Education Minister Kirsty Williams has previously rejected calls for compulsory lessons on emergency resuscitation skills.
The British Heart Foundation had called for cardiopulmonary resuscitation (CPR) to be taught in all schools.
Conservative Senedd member Suzy Davies said it was "difficult to understand why Welsh Government was so resistant".
Ms Williams said guidance to schools would be amended.
In September 2020 CPR was added to the English secondary school curriculum, and in Scotland every local authority has committed to teaching lifesaving skills in secondary schools there.
Ms Davies attempted to add lifesaving skills to the new curriculum for Wales - which is planned to come into force from 2022 - through amendments to a law implementing the new system.
On Wednesday her amendments won the support of Labour MS Alun Davies, who suffered a cardiac arrest last year while jogging in a Cardiff park.
"It was a defibrillator that restarted my heart," he told the Senedd.
The Blaenau Gwent member said he was lucky enough that someone could cycle to get the device, which was in a college, "whilst the people performing CPR on me were able to keep me alive for that to happen".
"That doesn't happen and couldn't happen and wouldn't happen in too many parts of Wales," he said.
Ms Williams said in response that the statutory guidance to schools would in future say they "should also consider what strategies their learners will need to be able to safely intervene to support others who may be at risk".
"This should include lifesaving skills and first aid," she told the Senedd.
"I hope that this strengthened wording and this approach, which will, I hope, put it beyond doubt that this is a statutory element of the curriculum that must be provided to children and young people, will achieve what you have long campaigned for, Suzy, that children leaving our schools will have had the opportunity to acquire these skills."
Chances 'improve dramatically'
Ms Davies, who dropped her amendments following the minister's commitment, welcomed the changes.
She said: "From securing cross-party support for this in my early days as an Assembly Member, through several debates and pitches to different ministers, on to my own proposed legislation which found favour among Senedd members, it was difficult to understand why Welsh Government was so resistant.
"In this country, our chances of surviving a cardiac arrest outside hospital are as poor as 10%. In countries around the world where teaching CPR and defibrillator use is compulsory, those odds improve dramatically.

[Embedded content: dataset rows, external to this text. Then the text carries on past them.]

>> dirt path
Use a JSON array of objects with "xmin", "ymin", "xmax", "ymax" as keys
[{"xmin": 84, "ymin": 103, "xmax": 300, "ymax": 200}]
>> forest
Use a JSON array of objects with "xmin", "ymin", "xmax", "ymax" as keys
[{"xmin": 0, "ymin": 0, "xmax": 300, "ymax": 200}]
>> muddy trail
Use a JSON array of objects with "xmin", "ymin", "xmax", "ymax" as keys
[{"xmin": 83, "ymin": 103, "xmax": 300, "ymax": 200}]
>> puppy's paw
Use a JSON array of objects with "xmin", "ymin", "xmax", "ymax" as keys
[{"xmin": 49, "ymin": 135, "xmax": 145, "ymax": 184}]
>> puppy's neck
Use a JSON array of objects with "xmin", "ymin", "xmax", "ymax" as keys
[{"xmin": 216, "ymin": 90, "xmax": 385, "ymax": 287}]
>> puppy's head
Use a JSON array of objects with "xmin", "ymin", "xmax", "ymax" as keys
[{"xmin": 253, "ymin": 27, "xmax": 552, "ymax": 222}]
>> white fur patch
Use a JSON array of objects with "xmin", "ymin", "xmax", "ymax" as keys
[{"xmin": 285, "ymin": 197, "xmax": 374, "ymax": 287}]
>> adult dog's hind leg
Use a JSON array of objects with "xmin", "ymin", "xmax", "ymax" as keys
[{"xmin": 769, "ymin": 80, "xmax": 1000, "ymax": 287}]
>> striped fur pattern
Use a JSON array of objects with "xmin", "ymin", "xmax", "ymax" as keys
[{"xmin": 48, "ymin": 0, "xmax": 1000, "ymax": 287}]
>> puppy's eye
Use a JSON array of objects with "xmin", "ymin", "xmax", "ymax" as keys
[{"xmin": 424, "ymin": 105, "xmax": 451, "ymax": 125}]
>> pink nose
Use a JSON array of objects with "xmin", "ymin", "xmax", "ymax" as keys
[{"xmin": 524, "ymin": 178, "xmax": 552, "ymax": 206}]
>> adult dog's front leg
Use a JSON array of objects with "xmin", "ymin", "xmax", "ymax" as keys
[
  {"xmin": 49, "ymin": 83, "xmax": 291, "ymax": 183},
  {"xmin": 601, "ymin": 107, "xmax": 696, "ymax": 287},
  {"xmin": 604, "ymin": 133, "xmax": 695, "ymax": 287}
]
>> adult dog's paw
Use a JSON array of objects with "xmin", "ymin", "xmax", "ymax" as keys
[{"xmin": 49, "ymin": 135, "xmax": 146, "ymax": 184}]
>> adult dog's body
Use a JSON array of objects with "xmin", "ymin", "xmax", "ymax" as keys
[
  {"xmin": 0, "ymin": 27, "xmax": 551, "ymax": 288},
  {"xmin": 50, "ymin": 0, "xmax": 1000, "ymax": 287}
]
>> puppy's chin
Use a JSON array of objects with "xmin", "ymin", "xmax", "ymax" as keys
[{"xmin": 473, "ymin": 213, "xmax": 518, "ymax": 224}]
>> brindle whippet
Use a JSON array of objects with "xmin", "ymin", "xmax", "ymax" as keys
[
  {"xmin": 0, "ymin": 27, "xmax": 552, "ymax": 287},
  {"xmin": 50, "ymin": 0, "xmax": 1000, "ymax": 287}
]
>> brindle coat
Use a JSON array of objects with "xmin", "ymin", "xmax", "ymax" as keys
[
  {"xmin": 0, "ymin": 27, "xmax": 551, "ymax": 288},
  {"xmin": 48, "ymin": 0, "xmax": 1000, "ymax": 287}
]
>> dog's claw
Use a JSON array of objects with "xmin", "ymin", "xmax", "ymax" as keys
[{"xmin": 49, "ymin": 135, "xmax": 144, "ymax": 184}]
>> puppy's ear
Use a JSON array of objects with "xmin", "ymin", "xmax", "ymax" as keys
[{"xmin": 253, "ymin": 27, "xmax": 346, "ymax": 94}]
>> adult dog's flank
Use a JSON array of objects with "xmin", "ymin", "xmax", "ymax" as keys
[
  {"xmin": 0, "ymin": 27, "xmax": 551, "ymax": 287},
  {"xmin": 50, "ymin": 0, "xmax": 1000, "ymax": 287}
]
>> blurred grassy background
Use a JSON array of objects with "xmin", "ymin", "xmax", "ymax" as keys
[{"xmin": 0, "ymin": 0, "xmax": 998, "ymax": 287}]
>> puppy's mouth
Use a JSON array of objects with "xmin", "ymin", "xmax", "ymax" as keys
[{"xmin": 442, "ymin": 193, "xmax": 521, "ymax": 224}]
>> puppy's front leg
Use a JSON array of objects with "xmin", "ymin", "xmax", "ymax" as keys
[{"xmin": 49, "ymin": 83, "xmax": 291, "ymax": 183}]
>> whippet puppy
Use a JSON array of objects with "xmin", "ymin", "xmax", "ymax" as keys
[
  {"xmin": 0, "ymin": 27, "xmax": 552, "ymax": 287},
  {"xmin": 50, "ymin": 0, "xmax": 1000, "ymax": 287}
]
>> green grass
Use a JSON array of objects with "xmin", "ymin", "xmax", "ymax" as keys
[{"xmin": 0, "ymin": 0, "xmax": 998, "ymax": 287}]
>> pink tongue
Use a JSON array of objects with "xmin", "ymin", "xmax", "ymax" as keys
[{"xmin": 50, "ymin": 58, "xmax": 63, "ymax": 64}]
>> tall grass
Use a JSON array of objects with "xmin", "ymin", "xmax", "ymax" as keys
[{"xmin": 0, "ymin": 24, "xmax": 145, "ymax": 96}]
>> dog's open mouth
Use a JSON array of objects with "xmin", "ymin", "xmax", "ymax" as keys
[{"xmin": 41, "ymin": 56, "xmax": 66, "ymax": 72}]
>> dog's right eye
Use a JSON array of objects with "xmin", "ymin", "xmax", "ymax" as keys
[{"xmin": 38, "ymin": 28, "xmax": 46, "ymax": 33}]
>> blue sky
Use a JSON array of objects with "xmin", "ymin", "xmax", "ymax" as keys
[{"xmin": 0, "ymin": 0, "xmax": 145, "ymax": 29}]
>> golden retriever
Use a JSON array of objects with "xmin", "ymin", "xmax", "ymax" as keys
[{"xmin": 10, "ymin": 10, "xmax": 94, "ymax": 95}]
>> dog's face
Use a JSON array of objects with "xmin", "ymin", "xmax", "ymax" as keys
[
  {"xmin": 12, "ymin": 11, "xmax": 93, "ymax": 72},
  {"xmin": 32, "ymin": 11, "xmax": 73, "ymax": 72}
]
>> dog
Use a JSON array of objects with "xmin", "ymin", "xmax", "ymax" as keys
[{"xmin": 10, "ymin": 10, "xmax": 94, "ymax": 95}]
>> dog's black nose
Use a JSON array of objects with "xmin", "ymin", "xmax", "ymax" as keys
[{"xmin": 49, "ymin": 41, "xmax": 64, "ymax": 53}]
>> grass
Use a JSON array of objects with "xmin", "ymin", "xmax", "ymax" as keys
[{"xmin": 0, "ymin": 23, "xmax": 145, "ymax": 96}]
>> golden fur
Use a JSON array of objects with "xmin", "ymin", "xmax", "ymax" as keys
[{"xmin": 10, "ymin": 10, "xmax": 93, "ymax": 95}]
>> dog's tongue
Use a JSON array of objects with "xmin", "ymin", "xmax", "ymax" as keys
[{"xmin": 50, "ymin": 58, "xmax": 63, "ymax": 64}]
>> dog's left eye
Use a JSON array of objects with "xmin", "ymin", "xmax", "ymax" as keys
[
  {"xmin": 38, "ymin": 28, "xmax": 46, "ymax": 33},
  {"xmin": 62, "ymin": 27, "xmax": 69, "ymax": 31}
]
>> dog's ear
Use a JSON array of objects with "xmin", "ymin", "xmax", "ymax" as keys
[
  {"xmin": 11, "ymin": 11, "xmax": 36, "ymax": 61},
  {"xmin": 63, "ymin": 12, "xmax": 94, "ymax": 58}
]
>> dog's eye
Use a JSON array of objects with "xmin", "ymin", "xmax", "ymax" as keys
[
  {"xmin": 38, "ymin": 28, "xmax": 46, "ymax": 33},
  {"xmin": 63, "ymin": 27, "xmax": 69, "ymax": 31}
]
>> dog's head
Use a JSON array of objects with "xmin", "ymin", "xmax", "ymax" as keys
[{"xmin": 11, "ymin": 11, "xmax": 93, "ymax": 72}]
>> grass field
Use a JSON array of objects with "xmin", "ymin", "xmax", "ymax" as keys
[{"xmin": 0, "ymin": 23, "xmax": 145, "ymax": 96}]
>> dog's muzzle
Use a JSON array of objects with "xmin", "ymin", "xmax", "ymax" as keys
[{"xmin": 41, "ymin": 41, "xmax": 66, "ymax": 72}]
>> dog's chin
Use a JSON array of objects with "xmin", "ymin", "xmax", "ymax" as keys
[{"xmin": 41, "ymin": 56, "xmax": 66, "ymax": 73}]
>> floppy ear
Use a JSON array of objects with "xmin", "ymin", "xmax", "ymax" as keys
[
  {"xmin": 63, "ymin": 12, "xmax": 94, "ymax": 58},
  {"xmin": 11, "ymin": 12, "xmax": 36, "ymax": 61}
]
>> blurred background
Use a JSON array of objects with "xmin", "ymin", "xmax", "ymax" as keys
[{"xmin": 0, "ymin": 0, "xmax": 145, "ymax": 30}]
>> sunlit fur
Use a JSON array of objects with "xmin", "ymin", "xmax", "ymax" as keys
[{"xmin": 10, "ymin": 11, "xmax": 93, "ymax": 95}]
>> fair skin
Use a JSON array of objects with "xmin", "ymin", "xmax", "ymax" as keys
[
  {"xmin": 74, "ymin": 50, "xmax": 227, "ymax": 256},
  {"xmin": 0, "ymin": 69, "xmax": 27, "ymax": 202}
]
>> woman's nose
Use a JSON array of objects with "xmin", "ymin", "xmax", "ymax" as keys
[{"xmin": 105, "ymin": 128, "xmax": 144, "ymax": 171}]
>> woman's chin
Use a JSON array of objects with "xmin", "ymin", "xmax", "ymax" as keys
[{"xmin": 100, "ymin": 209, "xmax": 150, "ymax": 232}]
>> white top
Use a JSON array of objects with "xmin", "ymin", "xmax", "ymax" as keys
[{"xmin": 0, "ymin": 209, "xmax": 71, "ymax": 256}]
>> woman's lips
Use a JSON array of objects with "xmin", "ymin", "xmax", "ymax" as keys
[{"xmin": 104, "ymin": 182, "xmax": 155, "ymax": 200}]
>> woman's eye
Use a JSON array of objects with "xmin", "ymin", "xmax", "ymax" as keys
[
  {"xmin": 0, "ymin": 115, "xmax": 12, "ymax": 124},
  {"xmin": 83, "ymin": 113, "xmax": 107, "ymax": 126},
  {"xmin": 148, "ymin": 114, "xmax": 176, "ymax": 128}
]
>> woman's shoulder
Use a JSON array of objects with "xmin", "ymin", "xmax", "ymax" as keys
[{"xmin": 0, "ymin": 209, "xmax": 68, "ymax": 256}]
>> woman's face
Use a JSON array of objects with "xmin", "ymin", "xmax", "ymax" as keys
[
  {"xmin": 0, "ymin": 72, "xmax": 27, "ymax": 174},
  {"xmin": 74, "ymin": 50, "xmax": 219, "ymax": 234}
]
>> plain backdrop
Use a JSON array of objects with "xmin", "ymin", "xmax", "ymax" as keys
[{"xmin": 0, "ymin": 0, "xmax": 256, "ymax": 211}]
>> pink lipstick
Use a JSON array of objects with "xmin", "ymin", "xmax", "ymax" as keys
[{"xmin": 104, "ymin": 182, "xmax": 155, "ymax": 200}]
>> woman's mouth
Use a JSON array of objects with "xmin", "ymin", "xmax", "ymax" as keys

"These skills are quick and easy to learn, and easy to remember."
A Welsh Government spokesman said: "As part of the new curriculum, teachers will be able to focus on a wide range of health and well-being topics, including first aid.
"We have worked closely with partners, including the British Heart Foundation, in developing guidance and will continue to work with experts in this field as we refine the curriculum going forward."